Iran wittert seine Chance
Der Iran wolle, dass die Verhandlungen fortgesetzt werden.
"Sie wittern eine Chance, in eine Lücke zu preschen, wenn es darum geht, statt Russland Öl und Gas in den Westen zu liefern. Iran hat die drittgrößten Gasreserven weltweit. Auch die Türkei bezieht von dort sehr viel Gas."
Allerdings gebe die Infrastruktur im Iran derzeit nicht her, dass man sehr schnell sehr viel Gas exportieren könne. Das brauche Zeit und Investitionen. Auch benötige das Land selber sehr viel Gas.
Auch Erdöl gehört zu den wichtigsten Einnahmequellen des Iran. Das Land verfügt über die viertgrößten Ölreserven der Welt.
Will der Westen vom Iran abhängig werden?
Beim Öl könne man die Produktion schneller steigern als beim Gas, sagt unsere Korrespondentin.
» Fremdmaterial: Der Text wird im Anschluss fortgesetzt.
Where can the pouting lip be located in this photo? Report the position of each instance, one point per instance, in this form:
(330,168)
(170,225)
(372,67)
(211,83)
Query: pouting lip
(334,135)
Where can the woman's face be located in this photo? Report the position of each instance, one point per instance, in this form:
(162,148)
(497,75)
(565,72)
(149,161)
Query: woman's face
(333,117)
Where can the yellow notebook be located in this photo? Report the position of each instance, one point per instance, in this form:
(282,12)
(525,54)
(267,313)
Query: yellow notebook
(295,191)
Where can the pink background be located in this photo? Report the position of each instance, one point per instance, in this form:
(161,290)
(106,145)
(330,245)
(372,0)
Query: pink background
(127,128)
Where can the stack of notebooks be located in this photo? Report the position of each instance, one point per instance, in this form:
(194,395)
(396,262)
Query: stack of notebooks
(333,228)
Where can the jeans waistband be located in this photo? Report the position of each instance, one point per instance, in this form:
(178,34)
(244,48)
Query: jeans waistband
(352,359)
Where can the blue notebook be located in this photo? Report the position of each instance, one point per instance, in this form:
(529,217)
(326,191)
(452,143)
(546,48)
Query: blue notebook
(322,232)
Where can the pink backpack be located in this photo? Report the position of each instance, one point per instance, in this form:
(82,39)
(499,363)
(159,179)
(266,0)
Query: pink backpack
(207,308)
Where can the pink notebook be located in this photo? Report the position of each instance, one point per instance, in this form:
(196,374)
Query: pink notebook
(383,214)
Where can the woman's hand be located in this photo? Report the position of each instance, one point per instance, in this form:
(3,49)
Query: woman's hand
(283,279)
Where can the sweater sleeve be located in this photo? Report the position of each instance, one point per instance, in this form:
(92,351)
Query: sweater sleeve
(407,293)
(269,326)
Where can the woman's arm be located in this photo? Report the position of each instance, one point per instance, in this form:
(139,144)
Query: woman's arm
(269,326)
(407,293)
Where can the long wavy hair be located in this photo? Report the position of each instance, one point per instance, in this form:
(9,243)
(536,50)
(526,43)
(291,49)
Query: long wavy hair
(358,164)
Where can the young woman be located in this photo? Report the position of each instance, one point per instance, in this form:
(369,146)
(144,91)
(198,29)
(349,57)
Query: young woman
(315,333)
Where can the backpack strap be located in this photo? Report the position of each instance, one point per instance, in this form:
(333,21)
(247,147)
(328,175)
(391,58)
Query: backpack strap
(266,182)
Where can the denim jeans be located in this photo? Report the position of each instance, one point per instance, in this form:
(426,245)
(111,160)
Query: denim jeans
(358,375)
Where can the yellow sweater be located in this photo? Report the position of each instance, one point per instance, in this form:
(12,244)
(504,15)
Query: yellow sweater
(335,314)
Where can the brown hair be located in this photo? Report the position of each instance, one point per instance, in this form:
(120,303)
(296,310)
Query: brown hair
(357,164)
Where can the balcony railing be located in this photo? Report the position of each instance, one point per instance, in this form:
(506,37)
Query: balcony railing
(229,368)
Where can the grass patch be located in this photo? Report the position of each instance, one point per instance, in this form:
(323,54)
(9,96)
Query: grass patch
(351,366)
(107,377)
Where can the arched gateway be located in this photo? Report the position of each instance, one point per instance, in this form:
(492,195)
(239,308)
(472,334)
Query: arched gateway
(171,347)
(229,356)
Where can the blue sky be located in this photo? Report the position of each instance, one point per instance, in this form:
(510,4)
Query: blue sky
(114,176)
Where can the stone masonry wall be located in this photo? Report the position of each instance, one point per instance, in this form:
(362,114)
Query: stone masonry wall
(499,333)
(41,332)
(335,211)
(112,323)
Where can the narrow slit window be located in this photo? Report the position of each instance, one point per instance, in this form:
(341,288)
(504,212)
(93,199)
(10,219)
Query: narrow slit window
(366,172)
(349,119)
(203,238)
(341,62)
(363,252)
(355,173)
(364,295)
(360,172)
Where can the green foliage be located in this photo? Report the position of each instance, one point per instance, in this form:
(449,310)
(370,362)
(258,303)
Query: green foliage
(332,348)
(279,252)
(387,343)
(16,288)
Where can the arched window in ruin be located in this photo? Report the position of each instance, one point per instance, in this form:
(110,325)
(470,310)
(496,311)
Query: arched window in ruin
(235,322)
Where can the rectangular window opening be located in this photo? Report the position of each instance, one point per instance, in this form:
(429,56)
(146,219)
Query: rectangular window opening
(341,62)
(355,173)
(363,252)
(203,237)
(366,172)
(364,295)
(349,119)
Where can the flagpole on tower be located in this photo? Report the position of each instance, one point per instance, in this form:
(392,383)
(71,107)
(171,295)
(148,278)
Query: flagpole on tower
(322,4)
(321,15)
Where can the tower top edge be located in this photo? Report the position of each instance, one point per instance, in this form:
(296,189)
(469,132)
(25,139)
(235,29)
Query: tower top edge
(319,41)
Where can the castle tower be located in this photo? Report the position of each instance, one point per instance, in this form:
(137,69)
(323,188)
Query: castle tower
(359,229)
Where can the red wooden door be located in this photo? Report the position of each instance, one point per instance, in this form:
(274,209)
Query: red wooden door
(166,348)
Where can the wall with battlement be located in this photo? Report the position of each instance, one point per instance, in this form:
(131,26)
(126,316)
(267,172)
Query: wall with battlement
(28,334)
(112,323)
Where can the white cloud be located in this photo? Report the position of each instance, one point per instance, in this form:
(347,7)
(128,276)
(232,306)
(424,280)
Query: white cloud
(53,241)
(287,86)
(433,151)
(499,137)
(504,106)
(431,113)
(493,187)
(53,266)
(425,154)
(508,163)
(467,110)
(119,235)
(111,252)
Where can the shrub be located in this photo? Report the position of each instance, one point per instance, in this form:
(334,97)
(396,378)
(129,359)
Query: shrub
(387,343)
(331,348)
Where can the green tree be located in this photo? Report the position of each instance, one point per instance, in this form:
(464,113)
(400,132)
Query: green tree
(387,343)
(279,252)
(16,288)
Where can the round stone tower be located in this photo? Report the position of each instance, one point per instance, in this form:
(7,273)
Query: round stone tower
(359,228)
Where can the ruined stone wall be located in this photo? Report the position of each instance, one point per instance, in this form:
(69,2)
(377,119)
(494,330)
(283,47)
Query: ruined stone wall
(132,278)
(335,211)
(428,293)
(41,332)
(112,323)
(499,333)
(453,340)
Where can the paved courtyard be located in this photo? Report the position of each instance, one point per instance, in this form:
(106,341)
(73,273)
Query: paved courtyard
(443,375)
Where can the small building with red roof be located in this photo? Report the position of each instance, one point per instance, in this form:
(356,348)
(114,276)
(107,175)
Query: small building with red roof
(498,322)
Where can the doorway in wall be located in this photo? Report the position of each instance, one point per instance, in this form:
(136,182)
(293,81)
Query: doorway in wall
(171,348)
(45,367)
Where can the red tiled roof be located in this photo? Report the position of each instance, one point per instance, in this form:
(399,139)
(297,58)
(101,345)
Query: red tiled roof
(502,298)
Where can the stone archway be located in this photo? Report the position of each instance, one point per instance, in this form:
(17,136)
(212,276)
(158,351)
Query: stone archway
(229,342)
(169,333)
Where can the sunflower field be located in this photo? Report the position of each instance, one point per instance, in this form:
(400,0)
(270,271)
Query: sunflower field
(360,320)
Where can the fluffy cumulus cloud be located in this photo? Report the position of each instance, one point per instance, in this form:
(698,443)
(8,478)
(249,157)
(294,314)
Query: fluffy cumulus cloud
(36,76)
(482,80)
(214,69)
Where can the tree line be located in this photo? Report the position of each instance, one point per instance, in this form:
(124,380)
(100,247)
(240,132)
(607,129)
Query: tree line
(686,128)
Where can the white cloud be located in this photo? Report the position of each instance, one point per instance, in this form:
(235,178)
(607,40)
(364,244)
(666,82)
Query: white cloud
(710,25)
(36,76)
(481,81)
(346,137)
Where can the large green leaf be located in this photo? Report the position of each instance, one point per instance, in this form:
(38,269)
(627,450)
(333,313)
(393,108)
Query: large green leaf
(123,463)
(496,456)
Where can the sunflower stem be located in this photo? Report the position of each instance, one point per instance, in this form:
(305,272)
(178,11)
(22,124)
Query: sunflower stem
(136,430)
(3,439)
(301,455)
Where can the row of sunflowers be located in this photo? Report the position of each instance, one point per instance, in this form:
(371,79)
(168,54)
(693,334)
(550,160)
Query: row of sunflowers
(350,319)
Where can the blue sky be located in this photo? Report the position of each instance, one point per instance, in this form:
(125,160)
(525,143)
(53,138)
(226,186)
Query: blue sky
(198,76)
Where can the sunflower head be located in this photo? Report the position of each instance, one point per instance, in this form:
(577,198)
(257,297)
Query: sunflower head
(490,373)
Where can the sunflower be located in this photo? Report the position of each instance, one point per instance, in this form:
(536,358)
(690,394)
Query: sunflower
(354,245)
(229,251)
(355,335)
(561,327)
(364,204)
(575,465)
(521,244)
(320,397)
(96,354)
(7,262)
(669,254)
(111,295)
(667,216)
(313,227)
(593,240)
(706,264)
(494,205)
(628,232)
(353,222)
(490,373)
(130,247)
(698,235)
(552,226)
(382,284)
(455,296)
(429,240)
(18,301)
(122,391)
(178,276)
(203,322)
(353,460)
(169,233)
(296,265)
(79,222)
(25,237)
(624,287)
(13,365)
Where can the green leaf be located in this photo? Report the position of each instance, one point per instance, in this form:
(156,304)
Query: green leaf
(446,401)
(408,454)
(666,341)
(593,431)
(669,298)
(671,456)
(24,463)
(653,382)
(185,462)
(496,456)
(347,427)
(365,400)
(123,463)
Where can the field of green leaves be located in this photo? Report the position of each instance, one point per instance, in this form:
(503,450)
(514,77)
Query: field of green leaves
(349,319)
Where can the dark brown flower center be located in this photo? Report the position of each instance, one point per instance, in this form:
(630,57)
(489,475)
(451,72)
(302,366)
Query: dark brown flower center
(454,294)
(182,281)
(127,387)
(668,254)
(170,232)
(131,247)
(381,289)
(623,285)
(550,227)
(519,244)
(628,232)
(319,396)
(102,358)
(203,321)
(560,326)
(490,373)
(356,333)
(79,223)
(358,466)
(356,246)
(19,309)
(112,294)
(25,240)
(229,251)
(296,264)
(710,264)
Nach inoffiziellen Schätzungen sei man derzeit bei 2,6 Millionen Barrel am Tag. Das könne man innerhalb von drei Monaten auf 3,3 Millionen Barrel steigern und bis Mitte nächsten Jahres auf vier Millionen.
Doch Karin Senz fragt auch: "Möchte sich der Westen nun statt von Russland vom Iran abhängig machen"?
Was Teheran betreffe, seien der Druck und das Interesse aufgrund der wirtschaftlichen Sanktionen, die die Bevölkerung stark treffen , mit dem Westen ins Geschäft zu kommen, groß.
Für die derzeit unterbrochenen Atomverhandlungen gebe es derzeit noch keinen neuen Termin. Aber der Iran signalisiere, man sei jederzeit dazu bereit, wieder nach Wien zu kommen.